Kanımca AKP iktidarının yumuşak karnı, deyim yerindeyse
»Aşil Topuğu« bu noktadır. Ve bu noktada geliştirilecek olan radikalliğin,
Türkiye’nin en temel sorununun çözümünün, barış, adalet, demokrasi ve özgürlüğe
giden yolun önünü açacağına inanıyorum.
Radikallik, bakanların veya valilerin kapısını
aşındırmakla, koster arızasının giderilmesini talep etmekle veya siyasî
davalarda hukuksal savunma yapılmasıyla değil, sokağın sesini yükselterek,
topyekün saldırıya, topyekün direniş göstererek sağlanabilecektir.

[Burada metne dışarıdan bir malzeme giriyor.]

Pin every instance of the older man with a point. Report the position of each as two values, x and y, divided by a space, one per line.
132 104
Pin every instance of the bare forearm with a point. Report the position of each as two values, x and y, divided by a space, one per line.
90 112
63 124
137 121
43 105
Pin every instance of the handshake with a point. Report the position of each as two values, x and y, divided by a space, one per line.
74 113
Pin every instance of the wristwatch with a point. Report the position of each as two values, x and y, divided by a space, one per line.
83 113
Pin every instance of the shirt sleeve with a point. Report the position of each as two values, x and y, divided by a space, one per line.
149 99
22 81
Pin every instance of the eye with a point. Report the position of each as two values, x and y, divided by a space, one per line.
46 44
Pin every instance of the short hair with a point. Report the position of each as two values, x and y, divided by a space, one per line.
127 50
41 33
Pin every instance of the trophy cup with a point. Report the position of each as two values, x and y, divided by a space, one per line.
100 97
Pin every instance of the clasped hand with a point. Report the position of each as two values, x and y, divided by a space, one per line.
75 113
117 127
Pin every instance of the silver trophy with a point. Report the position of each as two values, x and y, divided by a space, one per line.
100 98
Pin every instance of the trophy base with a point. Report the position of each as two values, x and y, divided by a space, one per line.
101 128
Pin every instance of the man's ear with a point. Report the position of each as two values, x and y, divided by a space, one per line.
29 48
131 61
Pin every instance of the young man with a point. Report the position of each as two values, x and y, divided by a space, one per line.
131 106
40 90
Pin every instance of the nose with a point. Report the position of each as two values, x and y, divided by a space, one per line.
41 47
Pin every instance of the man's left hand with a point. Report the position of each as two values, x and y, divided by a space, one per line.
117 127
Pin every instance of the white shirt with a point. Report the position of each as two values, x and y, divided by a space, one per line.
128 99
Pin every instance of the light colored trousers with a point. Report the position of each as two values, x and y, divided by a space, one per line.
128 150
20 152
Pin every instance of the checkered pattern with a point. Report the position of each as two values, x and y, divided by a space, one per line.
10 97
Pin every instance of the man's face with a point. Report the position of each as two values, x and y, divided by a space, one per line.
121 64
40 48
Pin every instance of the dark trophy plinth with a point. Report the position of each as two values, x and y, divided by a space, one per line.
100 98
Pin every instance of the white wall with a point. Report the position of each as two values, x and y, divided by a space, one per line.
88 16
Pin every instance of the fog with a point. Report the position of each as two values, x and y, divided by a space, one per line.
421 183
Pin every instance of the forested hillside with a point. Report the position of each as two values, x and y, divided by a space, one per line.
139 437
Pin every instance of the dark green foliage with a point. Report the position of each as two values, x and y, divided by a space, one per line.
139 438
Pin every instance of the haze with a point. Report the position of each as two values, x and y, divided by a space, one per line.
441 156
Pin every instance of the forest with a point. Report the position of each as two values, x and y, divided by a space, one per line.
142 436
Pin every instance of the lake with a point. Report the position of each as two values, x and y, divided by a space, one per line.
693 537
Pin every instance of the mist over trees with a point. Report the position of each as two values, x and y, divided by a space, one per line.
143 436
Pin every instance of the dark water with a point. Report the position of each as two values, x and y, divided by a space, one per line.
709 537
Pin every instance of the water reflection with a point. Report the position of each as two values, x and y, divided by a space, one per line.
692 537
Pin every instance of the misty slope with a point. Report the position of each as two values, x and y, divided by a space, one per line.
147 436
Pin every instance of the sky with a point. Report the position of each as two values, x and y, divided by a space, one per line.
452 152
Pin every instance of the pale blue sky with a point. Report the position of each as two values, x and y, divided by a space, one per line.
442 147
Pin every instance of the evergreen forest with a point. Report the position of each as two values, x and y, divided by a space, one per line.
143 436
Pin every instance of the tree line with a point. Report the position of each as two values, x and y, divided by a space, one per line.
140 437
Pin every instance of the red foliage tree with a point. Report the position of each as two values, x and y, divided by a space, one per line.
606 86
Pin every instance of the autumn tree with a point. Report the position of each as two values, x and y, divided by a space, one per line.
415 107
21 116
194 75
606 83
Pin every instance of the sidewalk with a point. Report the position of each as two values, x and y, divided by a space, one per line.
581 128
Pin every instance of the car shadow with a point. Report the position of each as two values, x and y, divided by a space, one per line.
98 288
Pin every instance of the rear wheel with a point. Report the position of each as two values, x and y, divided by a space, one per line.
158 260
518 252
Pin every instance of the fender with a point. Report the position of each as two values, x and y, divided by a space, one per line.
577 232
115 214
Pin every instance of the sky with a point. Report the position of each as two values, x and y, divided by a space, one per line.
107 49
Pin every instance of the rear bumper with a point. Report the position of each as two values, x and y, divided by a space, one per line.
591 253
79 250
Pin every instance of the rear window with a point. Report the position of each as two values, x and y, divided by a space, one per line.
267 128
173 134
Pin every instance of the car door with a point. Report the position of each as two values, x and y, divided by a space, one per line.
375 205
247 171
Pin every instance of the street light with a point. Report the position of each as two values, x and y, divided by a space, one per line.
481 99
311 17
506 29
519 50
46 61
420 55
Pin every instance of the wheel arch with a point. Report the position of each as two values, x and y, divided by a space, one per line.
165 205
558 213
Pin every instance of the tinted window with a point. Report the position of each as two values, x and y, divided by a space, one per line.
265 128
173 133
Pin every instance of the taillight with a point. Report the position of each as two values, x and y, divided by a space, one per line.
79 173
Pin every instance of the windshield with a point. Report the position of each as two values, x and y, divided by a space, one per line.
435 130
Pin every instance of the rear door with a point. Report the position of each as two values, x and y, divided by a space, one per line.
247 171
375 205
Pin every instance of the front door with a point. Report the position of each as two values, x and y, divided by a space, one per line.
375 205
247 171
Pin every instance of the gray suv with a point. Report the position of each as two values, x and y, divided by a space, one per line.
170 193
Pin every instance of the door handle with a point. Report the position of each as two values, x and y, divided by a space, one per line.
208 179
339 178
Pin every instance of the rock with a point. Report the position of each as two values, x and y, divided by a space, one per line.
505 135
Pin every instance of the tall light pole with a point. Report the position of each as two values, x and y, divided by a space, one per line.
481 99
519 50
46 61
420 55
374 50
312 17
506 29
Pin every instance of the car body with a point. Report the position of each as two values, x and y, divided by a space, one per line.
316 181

En önce tutsakların taleplerinin sulandırılması
engellenmelidir: Anımsayalım, tutsaklar 12 Eylül’de ne demişlerdi: »(...) Tecrit bir insanlık suçudur. Bu suçun
işlenmesine sessiz kalmayacağız. Bu temelde Kürt Halk Önderi Sayın Abdullah
Öcalan'ın sağlık, güvenlik ve özgürlük koşulları bir an önce yaratılmalı ve
tecride son verilmelidir. İkincisi bir insanlık suçu olan Kürdistan halkının
anadili üzerindeki inkar, imha ve asimilasyon politikasına son verilmelidir.
Anadilde eğitim ve mahkemelerde savunma yapmanın önündeki her türlü yasak ve
engel kaldırılmalıdır. Bu iki talebimiz yerine getirilinceye kadar (...) biz
Kürt özgürlük tutsakları olarak öz irademizle 12 Eylül 2012 tarihinden itibaren
süresiz dönüşümsüz açlık grevine başlıyoruz. Tüm halkımızı, dostlarımızı,
ailelerimizi ve demokratik kamuoyunu duyarlı olmaya ve bu insanlık direnişimizi
sahiplenmeye, desteklemeye ve seslerini sesimize katmaya davet ediyoruz«.
Zaten bu davete geç icab ettik, bari sahiplenmenin hakkını
verelim, oyalamalara kanmayalım. Radikalleşme zamanının geldiğini kavrayalım. Kavrayalım
ki, sokaktan yükselen seslerin ölümleri durduracağını, egemenlere geri adım
attırabileceğini anımsayalım.
Bunu anımsadığımızda ise, ivedi görevin parlamentoda veya
işlemeyen hukuksal süreçlerde vakit kaybetmek değil, direnişi
kitleselleştirmek, süreklileştirmek olduğunu anlayabileceğiz.